Under the Banner of Heaven

Under the Banner of Heaven by Jon Krakauer; 2003

Dan and Ron Lafferty murdered their brother’s young wife, Brenda, and her baby in cold blood in 1984. Neither brother had any remorse for the crime, claiming the murders were mandated by God. Brenda had been pushing back against the fundamentalist mission that had seized Ron and Dan, which included polygamy. The crime sets the framework for Under the Banner of Heaven, Jon Krakauer’s examination of The Church of Jesus Christ Latter-Day Saints and its history.

Jon Krakauer’s narrative is fascinating, if not unfocused. Under the Banner of Heaven reads more like a history of Mormonism and “faith-based violence,” and less about the Lafferty brothers and their crime. Krakauer recounts several extreme cases of LSD Saints gone rogue, including a few chapters on Elizabeth Smart’s kidnapping, and countless other stories of polygamy and sexual abuse. He also layers the history of the religion with the eventual murders of Brenda and her child, although this narrative approach becomes arduous and disorienting for the reader. I lost a lot of momentum in the middle of the book when al of these layers overburdened each other, but the beginning and end were strong. I do wish more had been devoted to the crime and the aftermath – Ron Lafferty’s trial was absorbing, and I wanted to read more about it. Regardless, Krakauer is a terrific writer, and I’m looking forward to reading more of his books in the future.

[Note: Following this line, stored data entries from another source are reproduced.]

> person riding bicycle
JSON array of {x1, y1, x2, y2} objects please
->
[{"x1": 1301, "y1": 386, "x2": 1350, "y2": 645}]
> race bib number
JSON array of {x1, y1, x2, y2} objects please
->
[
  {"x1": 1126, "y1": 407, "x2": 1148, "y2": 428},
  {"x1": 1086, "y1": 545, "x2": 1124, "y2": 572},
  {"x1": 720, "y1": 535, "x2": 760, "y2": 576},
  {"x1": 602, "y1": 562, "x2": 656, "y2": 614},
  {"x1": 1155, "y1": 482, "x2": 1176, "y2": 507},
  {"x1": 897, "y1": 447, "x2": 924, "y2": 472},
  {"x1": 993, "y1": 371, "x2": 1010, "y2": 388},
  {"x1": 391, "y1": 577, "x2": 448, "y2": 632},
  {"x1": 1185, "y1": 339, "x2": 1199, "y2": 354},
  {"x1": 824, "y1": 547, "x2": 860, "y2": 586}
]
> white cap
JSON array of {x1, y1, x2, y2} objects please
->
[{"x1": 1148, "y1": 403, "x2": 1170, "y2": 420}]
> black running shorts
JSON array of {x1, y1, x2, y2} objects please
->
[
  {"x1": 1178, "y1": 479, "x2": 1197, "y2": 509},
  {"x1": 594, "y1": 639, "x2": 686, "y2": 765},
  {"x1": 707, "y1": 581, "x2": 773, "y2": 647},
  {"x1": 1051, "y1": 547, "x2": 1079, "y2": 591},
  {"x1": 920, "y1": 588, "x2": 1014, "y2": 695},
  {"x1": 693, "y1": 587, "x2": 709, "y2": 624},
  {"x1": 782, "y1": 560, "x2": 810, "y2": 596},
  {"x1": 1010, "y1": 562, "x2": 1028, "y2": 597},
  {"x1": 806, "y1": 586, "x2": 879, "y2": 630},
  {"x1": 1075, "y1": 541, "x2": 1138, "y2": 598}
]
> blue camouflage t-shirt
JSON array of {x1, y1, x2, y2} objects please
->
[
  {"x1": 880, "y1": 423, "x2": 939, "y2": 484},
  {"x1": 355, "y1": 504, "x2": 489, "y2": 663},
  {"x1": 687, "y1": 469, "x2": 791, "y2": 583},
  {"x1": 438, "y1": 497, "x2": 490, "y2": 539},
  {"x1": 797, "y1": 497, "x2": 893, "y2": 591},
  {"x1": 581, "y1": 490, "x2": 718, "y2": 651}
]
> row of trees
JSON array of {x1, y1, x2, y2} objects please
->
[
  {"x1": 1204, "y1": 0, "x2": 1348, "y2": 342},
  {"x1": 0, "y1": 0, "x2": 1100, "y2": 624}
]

Krakauer also approaches the bigger questions – what drives people towards fundamentalism, and then towards violence? More thought provoking: where are the lines between deep faith, religious fanaticism, and insanity? Under the Banner of Heaven was written and published in the wake of 9/11, and although Krakauer isn’t explicit in the parallels between the Lafferty brothers and Islamic terrorists, it’s certainly implied.

I did feel that this book was fairly one-sided. If you look hard enough you can find extremists and fundamentalists in any religion, and Under the Banner of Heaven was pretty much only focused on Mormon fundamentalists – certainly not a fair or clear picture of the entire religion. Obviously, the extreme stuff is the more interesting stuff, so it’s easy to see how it happened that way, but there must be a reason to explain why this religion is growing as quickly as Krakauer asserts that it is.